Gup writes that at least once, “during the Cuban missile crisis – the Greenbrier facility was put on high alert.” I was in grade school during the Cuban missile crisis, but I remember well the anxiety of that era (including seeing homes being built with bomb shelters in the basements) and still carry that fear deep within me, as I’m sure most people of my generation do. We grew up with the threat of The Bomb, practicing duck-and-cover drills at our school desks and learning to be aware of which public buildings displayed Civil Defense Fallout Center signs. Somehow touring the bunker and seeing the absurdity and futility of that plan eased my old fears with the realization that there is no real plan – at least not for us regular folks. I was never destined to be part of the Greenbrier set, above or below ground.

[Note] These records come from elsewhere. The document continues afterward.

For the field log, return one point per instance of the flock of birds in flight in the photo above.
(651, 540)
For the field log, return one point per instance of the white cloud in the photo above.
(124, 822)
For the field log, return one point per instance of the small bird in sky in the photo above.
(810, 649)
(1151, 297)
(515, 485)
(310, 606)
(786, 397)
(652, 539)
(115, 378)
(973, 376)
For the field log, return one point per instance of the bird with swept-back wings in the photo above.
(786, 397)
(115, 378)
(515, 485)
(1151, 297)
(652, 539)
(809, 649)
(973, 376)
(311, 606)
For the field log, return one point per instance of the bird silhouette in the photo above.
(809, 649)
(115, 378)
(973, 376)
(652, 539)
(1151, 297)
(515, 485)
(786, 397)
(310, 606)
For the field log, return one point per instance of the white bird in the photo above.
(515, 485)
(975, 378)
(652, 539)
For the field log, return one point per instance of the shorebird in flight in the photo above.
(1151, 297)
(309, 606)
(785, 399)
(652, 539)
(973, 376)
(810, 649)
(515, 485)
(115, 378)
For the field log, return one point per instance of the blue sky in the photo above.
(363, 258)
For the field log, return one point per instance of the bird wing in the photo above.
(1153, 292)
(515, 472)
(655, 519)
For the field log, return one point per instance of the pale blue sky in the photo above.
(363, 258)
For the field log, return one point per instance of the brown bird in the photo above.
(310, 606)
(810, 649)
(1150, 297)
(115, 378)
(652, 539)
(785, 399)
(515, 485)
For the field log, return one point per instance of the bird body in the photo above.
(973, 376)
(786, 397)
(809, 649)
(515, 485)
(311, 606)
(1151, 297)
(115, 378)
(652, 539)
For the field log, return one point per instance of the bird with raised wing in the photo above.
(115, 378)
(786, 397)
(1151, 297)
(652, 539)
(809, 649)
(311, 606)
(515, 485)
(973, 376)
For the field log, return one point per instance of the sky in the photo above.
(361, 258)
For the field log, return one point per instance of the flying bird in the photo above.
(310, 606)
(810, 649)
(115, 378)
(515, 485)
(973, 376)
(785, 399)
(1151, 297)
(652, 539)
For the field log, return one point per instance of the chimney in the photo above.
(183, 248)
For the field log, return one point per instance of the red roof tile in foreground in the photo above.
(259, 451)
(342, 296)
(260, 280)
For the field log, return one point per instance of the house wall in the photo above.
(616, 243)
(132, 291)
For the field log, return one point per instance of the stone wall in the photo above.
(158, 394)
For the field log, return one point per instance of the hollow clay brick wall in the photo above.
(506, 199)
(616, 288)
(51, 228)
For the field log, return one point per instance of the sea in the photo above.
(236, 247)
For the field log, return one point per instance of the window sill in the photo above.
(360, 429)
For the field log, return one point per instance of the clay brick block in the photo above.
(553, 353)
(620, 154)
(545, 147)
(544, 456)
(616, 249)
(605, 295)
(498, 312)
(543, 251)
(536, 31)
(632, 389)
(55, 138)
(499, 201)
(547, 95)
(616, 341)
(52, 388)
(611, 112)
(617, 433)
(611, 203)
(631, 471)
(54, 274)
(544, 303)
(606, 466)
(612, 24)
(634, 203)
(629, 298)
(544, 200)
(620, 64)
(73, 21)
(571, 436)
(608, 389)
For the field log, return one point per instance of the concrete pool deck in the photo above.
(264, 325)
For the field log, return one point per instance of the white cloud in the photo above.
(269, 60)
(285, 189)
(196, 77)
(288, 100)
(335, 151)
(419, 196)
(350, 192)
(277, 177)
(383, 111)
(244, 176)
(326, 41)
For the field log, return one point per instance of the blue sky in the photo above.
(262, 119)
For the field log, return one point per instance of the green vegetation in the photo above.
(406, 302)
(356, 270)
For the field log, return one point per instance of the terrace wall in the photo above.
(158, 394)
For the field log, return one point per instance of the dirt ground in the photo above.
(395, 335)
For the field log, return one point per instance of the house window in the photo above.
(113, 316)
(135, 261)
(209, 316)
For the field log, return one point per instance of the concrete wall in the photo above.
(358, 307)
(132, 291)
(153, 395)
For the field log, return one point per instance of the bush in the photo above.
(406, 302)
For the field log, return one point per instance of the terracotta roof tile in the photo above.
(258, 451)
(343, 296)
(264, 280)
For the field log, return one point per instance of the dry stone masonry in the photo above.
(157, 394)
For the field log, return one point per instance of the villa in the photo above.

However, one visit to the Greenbrier wasn’t enough. I had to go back – for research, for that short story. This time we took our cameras. We strolled around the grounds, which truly are gorgeous, particularly in autumn which was the season for our second trip. The outdoor infinity pool with the mountains in the background is stunning. The exterior of the hotel itself has always looked a tad institutional to me, though – and, in fact, it had been used as an army rehabilitation hospital during World War II. Inside the hotel, we splurged on lunch at Draper’s Café, where I had the best (and most expensive) fried green tomato sandwich I’ve ever tasted. Then we went in search of the lobby bar, to see if I could walk across that green swirl-patterned carpet without succumbing to vertigo. We walked through the upper lobby, which the Greenbrier brochures describe as “the Greenbrier’s living room . . . a series of lobbies and sitting rooms.” We got lost, wandering down hallways and rooms that opened onto other rooms. We photographed. I took notes. And we found the bar.


So, the story has been simmering for a while. I couldn’t get that carpet pattern out of my head, and couldn’t stop imagining what it might be like to try to walk across it after having a few drinks. I could envision someone having to crawl out of that bar on all fours. I’m a bit superstitious about saying too much before a story’s finished. Since there’s always a risk in talking too much about work in progress – of the story losing its energy before the work is completed – let’s just leave it that the details are in place. The characters are in the bar. The green carpet is swirling. And a photographer has just walked into that bar and started an argument between those characters.

Photo Credits:
Photographs of the Greenbrier Hotel copyright © 2008 by Kevin Scanlon, used by permission.

3 comments:

Anonymous said...

I'm fascinated with images of urban decay, industrial landscapes, aging buildings, so I'm loving your blog.

Your research is inspiring. I tend to rely too much on memory for a sense of place, but my next project will likely be a novel set in the small Midwestern town where I was born - and only lived in the first year of my life. My idea is to go back there and live for a few months, taking notes and photographs. I may do it unless some other project leaps up and demands more attention.

Dory Adams said...

Hi Deonne -- glad you're enjoying the blog. It's certainly possible to write fiction without actually visiting the place where it is set (assuming it is set in a real town or hotel or whatever), but I think there is additional authority that comes through in voice and details when a writer has first hand knowledge of a place. (By the way, next week's post will have some great urban decay photographs for you.)

Anonymous said...

I agree about not having to visit the place physically, I think I just want an excuse to immerse myself in that world for awhile. You can do that with most anything if you call it "research." (ha)

I look forward to your next blog post!